I join Abby in the corral and take hold of Hortense’s leather bridle. The cow blows a huff of steamy air into my face and rolls her eyes. “Now you listen here, you bitchy old heifer, you’re gonna get in that barn and bed down for the night. Hear me?” I give the bridle a shake, and Hortense takes one measly step forward, her tail swishing like a mad cat, but she starts moving steadily, bony hips swaying from side to side. We tether her inside the barn, where she promptly lowers her head to chomp on the hay.

“She’s been more cross than usual. Ain’t givin’ any milk at all now,” Abby says.

“Animals act up when there’s something brewing.”

“Weather?”

I nod. “Maybe.”

Abby gives me a long, sweeping look. “You sure look nice. Go to town today?”

“Yep. Bledsoe’s bowels.”

“Again?”

“He won’t eat his damned prunes. Locked up tighter than the county jail.”

“At least his money’s good, ain’t it?” Abby shakes her head. “Come up the tower with me. I got some cigarettes. Pall Malls. Chocolate, too.” There’s a naughty quirk to her grin that makes me go all warm inside.

“Lands, Abby. That’s rich. You rob a bank?”

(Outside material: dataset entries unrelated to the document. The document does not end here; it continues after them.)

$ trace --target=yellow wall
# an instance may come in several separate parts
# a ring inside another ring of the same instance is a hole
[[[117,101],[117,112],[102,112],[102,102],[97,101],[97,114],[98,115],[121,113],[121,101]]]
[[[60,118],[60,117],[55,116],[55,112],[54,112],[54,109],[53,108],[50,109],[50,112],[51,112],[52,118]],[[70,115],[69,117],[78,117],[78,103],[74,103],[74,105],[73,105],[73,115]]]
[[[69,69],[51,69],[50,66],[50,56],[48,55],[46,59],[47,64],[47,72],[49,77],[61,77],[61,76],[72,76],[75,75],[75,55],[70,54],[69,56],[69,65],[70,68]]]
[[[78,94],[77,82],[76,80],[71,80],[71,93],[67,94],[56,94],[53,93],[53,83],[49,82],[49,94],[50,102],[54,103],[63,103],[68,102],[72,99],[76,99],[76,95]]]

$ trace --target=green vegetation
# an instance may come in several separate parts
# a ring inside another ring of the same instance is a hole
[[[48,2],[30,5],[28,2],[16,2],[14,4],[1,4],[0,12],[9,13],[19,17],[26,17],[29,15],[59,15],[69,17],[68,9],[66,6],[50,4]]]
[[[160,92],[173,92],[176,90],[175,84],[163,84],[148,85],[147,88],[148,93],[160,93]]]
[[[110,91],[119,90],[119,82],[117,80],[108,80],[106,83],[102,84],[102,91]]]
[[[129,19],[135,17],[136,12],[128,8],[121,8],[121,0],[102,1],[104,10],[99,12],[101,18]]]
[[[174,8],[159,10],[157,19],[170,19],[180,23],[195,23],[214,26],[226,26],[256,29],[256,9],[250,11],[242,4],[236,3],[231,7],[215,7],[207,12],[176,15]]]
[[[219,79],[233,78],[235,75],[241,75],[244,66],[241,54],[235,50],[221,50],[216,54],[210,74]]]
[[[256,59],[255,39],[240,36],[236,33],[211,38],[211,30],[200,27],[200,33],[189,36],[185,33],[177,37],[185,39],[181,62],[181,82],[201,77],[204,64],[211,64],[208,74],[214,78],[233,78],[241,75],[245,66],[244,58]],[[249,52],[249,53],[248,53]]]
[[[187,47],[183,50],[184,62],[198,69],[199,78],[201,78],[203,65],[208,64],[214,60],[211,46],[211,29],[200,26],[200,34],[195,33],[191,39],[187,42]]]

“No, but I can save a dime for somethin’ special now and then, just like you can.”

We pass through the back pasture, nodding with cow parsley, and top the hill, the shadow of the lighthouse long and narrow on the grass. It’s at least a hundred feet high and made of whitewashed field rock Abby’s great-great-granddaddy Hiram Cash quarried from the hillside, its peaked top crowned with copper shingles. High windows blink in the setting sun, reflecting the clouds and purple-tinged sky. It’s like something from a fairy tale—out of place compared to the dusty shantytown feel the rest of Tin Mountain has.